Les croyances religieuses messianiques et millénaristes apparaissent très souvent liées : le millénariste est celui qui attend l'établissement sur terre d'une ère de paix, de justice, de fraternité et d'abondance (le « millenium », d'une durée symbolique ou réelle de mille années), mais cette ère doit, la plupart du temps, être inaugurée par un personnage charismatique de nature ou de fonction divine, le messie. D'un point de vue historique, le messianisme et le millénarisme (ou chiliasme) tirent leur source des textes sacrés des monothéismes sémitiques, et tout d'abord de la Bible.
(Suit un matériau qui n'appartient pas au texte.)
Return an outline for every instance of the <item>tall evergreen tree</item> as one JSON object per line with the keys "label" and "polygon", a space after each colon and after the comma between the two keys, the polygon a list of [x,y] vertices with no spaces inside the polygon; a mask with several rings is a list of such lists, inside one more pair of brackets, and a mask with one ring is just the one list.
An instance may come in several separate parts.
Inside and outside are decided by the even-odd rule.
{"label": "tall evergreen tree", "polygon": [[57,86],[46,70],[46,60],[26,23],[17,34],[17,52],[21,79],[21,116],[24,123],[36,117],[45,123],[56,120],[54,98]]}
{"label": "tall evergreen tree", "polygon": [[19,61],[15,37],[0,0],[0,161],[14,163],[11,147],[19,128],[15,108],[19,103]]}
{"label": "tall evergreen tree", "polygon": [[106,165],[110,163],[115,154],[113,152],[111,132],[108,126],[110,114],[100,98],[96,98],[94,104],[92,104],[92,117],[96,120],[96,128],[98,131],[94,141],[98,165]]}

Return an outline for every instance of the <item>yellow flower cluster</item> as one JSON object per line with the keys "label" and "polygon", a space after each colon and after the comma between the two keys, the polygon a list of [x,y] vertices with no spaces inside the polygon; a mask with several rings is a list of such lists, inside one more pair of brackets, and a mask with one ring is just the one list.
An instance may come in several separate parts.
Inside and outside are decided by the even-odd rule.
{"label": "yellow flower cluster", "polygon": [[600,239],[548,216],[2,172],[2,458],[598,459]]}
Par extension, on analyse comme messianiques et millénaristes des croyances analogues présentes dans des religions étrangères au contexte monothéiste ou dans divers cultes syncrétiques rencontrés dans certains pays du Tiers Monde.

Le messianisme

L'attente du règne terrestre d'un Messie (en hébreu mashiah, étymologiquement l'« Oint » [du Seigneur]), personnage devant être issu de la maison du roi David, n'a pris corps que tardivement dans les croyances du peuple hébreu : elle s'est cristallisée à la période prophétique en réaction à la disparition des royaumes d'Israël et de Juda et à la dispersion des Hébreux dans la diaspora. Le Messie juif est celui qui restaurera la nation d'Israël et établira la justice sur la terre.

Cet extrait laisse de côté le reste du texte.